For this lab, you'll need to complete a submission for the Titanic competition based on the provided notebook that yields a score of at least 78%.

Step 1: Fork the template notebook

You'll need an account on Kaggle to do this step --- you should be able to do this by clicking on "Register with Google" on the Kaggle registration page.

After creating an account, visit the CS 100 Data Science Notebook and click on the "Copy and Edit" button at the top right of the page. After agreeing to the rules of the competition, you should be dropped into the notebook editor.

Step 2: Evaluate the notebook and submit results

Once in the notebook, select the first cell in the notebook and evaluate it by clicking on the "Run" button (the triangular play button in the toolbar). You can evaluate each cell (in succession) in this manner, or click on "Run All" to evaluate all the cells in the notebook at once.

To submit the results computed by the notebook, you first need to "commit" it. Do this by clicking on the "Save Version" button at the top right of the page, selecting "Save & Run All (Commit)", then clicking "Save". The resulting process will take a short while, during which the system re-runs all your code and generates an output file.

After the process completes, you can click on the number next to the "Save Version" button to show all the versions of the notebook. Next to the most recent version (in the "Version History" column), you can click on the ellipsis ("...") to find the "Submit to Competition" link. Click on that to bring up a dialog box where you can confirm your submission.

You can visit the submissions page for the Titanic competition to see your best score so far. Note that you can submit make up to 10 submissions daily, so don't submit carelessly!

The provided notebook (which uses a straightforward sex-based prediction model) should yield an accuracy score of 76.55%. In the next step, you will try to get this score past 78%.

Step 3: Improving the score

The only code you will need to touch in your notebook is in the cell just under the heading "Making predictions". Specifically, you'll be adding additional if-else clauses in the for loop which iterates over all the rows in the test data. Of course, you can fiddle with the cells in the "Basic analysis" and "Working with rows manually" sections to print out / visualize information to help you form hypotheses about how to better make predictions.

If you're not familiar with the Python language (you're not expected to be!) and get stuck on syntax, please reach out to your TA for help and advice.

After changing the cell, make sure that the number of predictions you created matches the number of rows in test_data --- the second cell in the "Making predictions" section contains an assertion that tests this for you.

When you're ready to test your updated results, just make a new submission as explained in the previous section. Remember, your goal is to make a submission with a score of at least 78%!
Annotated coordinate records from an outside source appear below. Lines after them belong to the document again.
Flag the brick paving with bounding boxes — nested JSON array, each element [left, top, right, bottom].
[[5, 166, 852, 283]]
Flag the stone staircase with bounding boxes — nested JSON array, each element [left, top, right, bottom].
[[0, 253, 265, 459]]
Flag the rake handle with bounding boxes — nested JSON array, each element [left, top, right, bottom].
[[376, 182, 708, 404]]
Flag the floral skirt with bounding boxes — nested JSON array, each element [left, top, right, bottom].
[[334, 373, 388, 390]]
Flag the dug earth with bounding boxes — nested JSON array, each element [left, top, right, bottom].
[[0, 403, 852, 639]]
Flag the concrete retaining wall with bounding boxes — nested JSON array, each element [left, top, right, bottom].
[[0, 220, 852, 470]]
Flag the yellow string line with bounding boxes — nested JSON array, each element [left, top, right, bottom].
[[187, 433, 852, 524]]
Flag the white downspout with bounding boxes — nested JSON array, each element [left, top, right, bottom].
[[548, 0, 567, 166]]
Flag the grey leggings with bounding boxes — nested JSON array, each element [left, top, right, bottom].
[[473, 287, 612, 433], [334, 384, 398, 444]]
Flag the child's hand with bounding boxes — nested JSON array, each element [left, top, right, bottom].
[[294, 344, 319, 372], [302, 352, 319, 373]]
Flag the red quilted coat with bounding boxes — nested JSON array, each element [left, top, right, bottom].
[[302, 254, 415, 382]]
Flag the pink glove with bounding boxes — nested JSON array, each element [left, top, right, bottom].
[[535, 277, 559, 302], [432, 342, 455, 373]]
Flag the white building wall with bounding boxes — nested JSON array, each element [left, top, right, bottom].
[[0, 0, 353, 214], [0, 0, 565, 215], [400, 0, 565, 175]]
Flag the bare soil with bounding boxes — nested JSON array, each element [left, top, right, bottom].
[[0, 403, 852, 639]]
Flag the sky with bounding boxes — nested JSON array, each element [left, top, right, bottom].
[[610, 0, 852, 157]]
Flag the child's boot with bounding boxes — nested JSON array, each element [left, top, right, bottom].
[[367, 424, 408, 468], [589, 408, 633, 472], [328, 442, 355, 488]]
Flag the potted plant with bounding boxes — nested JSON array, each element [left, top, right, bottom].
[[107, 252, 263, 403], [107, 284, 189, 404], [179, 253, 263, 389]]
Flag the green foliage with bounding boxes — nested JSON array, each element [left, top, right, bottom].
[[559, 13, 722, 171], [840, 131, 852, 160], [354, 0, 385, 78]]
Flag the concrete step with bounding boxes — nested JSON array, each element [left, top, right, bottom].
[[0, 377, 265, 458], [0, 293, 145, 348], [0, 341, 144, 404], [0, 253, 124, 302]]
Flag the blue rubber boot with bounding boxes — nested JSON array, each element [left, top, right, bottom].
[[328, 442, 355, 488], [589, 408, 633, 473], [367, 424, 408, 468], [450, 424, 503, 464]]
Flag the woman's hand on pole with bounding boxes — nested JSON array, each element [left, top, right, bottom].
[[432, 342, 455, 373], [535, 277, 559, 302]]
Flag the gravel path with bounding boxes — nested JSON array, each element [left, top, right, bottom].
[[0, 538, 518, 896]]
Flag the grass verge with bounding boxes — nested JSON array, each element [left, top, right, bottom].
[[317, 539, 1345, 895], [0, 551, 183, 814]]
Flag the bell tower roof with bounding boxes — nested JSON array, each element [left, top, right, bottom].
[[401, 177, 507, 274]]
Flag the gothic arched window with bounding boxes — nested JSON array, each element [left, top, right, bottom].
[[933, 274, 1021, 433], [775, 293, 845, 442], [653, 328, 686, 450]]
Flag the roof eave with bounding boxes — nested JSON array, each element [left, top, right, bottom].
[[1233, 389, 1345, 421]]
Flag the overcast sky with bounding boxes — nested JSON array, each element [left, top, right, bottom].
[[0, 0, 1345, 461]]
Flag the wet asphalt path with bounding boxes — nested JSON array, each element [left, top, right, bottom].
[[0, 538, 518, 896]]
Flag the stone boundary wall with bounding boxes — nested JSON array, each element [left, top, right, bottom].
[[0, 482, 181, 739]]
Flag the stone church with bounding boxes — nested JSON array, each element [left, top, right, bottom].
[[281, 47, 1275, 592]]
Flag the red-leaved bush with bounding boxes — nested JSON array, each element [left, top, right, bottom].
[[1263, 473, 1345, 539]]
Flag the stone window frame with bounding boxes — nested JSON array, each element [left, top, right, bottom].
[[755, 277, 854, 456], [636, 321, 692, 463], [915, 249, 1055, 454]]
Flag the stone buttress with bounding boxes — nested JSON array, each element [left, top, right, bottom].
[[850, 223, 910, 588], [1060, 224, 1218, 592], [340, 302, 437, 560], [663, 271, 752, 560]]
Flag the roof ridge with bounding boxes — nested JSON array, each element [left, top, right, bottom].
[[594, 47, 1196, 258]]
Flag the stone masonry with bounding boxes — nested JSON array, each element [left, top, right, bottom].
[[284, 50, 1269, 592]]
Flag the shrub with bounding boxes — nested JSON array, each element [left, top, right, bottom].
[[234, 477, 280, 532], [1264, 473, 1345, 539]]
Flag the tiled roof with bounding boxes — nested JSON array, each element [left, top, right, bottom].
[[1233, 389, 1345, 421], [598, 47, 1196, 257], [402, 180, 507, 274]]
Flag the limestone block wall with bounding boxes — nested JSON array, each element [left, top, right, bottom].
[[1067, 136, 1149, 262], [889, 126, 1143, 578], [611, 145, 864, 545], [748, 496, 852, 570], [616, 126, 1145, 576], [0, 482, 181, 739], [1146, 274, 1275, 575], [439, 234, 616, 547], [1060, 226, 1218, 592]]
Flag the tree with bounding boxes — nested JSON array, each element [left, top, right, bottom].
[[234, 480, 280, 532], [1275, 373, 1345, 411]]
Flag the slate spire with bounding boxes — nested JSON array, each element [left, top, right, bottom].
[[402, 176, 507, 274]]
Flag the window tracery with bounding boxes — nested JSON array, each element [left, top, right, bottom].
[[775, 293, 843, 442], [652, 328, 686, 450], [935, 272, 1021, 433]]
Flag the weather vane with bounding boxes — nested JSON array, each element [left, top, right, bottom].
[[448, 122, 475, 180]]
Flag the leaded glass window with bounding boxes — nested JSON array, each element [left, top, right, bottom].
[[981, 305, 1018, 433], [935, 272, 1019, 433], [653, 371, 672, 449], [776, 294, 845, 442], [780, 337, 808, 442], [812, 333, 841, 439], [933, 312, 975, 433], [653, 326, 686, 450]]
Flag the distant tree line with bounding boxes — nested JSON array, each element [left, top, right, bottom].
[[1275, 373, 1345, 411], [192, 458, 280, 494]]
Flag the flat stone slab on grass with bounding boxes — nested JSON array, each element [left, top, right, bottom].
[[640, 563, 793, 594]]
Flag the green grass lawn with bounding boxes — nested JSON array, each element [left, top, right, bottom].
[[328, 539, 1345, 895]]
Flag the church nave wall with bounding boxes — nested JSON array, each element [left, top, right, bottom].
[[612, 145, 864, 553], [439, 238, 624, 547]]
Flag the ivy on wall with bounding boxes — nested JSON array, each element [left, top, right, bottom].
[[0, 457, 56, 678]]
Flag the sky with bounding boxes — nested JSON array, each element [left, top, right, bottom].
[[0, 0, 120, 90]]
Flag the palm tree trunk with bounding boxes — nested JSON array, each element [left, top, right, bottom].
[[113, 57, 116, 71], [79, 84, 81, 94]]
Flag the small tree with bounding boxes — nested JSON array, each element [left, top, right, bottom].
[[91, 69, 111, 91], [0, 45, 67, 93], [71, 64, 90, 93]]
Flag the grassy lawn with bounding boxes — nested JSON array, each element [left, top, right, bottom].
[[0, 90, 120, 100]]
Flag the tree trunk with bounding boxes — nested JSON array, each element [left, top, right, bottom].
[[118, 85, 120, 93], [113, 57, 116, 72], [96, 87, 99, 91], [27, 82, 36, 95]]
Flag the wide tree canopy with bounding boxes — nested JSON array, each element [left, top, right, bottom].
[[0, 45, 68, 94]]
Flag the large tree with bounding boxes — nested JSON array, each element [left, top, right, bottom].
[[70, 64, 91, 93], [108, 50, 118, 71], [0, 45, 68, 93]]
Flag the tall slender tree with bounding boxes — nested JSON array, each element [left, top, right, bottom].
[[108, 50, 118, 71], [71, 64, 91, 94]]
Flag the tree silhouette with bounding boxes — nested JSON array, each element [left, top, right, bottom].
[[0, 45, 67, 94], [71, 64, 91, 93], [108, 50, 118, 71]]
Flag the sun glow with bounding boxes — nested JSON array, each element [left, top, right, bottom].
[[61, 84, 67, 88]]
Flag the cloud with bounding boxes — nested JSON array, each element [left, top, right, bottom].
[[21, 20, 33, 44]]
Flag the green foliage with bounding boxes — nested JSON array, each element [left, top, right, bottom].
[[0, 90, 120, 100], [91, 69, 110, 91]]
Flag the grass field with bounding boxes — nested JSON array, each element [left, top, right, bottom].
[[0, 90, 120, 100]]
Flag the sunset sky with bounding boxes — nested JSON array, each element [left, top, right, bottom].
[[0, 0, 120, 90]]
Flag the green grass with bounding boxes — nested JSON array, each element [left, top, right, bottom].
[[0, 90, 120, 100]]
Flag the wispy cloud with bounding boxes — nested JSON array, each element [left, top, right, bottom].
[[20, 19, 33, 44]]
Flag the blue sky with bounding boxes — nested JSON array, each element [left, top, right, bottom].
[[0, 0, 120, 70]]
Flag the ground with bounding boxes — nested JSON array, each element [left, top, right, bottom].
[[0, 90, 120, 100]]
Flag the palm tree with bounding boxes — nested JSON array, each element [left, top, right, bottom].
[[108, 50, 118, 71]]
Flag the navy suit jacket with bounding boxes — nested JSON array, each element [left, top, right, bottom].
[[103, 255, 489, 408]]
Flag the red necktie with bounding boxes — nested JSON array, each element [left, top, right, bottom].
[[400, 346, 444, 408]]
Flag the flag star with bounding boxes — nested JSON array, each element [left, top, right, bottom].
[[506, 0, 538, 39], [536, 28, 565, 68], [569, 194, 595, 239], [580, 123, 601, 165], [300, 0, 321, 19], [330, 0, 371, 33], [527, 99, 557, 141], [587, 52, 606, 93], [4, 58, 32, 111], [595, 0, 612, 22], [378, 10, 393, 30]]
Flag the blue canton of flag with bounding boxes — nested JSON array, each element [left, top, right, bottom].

Step 4: Submission (to us)

To let us view your results, the first thing you'll need to do is make sure your notebook is public. You can update the access settings from the notebook editor by clicking on "Share" on the top right and selecting "Public" in the drop-down menu. This will give you a public URL that you can submit using the lab submission form. Before submitting the URL make sure to check it yourself, and look for a valid public score!